July 10, 2019
Over the last decade, human induced pluripotent stem cells (iPSCs) have become powerful tools of discovery for scientists around the world. Essentially, iPSC technology involves reprogramming adult cells to an early developmental state in which they once again have the potential to become any other type of cell, enabling researchers to study normal biological processes, model diseases, and screen for potential drugs with thrilling speed, scale, and accuracy.
At the Institute for Stem Cell and Regenerative Medicine, for example, iPSCs are yielding valuable new insights about the nature of Alzheimer’s disease, cancer, diabetes, and many other chronic and acute conditions impacting billions of people.
But how faithfully do tissues made from these reprogrammed stem cells actually mimic the structural and functional changes that researchers are attempting to understand? And how do seemingly small mutations at the molecular level become serious health problems at the cell and tissue levels? These are the questions a collaborative research team led by investigators from Stanford University, the University of California Santa Barbara, the Curie Institute in Paris, and the University of Washington are determined to address in a new study funded by a five-year $10 million grant from the National Institute of General Medical Sciences (NIGMS).

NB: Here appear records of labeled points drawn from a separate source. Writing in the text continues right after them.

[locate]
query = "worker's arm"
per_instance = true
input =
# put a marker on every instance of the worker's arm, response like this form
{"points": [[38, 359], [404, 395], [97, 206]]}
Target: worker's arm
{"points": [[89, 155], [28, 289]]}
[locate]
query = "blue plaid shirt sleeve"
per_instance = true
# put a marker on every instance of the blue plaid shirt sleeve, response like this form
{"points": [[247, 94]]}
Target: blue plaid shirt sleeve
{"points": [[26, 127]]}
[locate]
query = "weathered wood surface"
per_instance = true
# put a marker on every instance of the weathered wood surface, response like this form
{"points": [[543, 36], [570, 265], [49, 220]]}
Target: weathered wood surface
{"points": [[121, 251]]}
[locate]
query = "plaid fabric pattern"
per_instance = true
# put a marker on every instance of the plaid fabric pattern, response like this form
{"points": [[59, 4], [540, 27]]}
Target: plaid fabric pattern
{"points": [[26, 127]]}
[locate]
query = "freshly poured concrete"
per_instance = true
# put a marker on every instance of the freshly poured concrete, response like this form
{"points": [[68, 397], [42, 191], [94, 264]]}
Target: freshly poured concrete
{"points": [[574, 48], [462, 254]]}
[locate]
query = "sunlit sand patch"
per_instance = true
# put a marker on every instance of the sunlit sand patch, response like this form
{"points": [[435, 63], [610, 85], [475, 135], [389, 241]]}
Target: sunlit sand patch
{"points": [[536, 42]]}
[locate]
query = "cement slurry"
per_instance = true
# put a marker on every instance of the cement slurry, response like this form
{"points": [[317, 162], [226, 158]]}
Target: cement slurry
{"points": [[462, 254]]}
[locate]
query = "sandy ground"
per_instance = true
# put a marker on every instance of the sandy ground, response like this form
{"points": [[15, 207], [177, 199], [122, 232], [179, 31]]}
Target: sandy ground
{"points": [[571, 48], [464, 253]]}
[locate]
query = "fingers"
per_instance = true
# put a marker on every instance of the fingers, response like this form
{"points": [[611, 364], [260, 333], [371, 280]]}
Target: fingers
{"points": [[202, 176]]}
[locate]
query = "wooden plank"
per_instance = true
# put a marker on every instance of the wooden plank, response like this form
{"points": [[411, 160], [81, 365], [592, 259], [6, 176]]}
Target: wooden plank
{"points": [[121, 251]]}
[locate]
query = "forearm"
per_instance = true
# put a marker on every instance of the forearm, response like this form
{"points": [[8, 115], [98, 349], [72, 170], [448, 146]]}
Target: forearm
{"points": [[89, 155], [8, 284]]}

James Spudich PhD, from the Department of Biochemistry at Stanford University is the Principal Investigator for the project. Dr. Spudich is joined by three co-investigators from Stanford and by Dr. Mike Regnier, the UW Washington Research Foundation Professor of Bioengineering and an ISCRM faculty member.
To study how alterations in tissue organization and function can arise from often subtle changes in function at the molecular level, the research team will use iPSCs to model hypertrophic cardiomyopathy (HCM), the most common inherited cardiovascular disorder and a leading cause of sudden death. A focal point in the investigation will be a protein, called myosin, that helps generate the force needed for muscle contractions.
“We know from previous research that mutations in myosin lead to a variety of cardiac and skeletal muscle diseases, including HCM,” explains Regnier. “We want to help fill a knowledge gap by studying how these changes at the molecular level affect heart function in HCM and other diseases.”
The collaborative nature of the research funded by the grant will be crucial for success. The project brings together experts in biophysics, bioengineering, chemical engineering, cardiology, embryology, and stem cell biology. The multidisciplinary approach will also enable the team to develop biological and computational models required for a multi-layered picture of changes that originate from myosin alterations.
Specifically, the Stanford researchers will build platforms that will enable the project team to probe, manipulate, and visualize the mechanisms at work within cardiac and skeletal muscle, while their UW counterparts will conduct the in-depth quantitative analysis at the cellular and subcellular levels and differentiate stem cells into the muscle tissue required for the study.
“The key question is how the whole system respond to mutations,” says Regnier. “Answering that involves people who are working at the protein level, at the sub-cellular and cellular levels and, at the tissue level. From stem cell-derived muscle in culture, we’ll reconstruct the individual proteins all the way up to engineered tissue.”
The butterfly effect of small mutations in the heart is just one question at the center of the collaboration. The research team will also be comparing and contrasting the impact of these changes on two types of muscle – specifically, cardiac muscle in our hearts and the skeletal muscle that enables us to perform voluntary functions, like walking, breathing, and moving our limbs. To better understand the implications for the full spectrum of muscle disorders, a third thread of the inquiry will focus on differences between myosin mutations that prevent muscles from contracting and other mutations that impair relaxation.
Tackling these novel questions will be a group effort. The project partners will share the risk inherent in a large-scale investigation while collectively advancing the field of cardiac and skeletal muscle research. For their part, the UW team will bring a unique skillset that includes developmental biology and bioengineering.
Mike Regnier, the project lead for UW, brings the expertise, and the instrumentation, to measure force, contraction, and relaxation kinetics at scales from single proteins to whole organs – the functional metrics that will be central to the investigation.
Joining Regnier from UW is Dr. David Mack, an Associate Professor of Rehabilitation Medicine and Bioengineering and an ISCRM faculty member. As a developmental biologist, Mack will differentiate gene-edited stem cells into the cardiac and skeletal muscle tissue that will allow the research team to study the genesis of the disease. “For the most part, we can’t watch development happen in humans,” explains Mack. But we can use stem cells to make a disease model in a dish. We can then track muscle development, hour by hour.”
The findings of the collaborative study will have real-world implications for human health, starting with HCM. By using iPSCs to develop a more sophisticated understanding of the disease, the research team hopes to produce insights that point to new therapeutic targets for specific HCM mutations, a strategy that could be used by future researchers using IPSCs or animal models to study and treat other human diseases.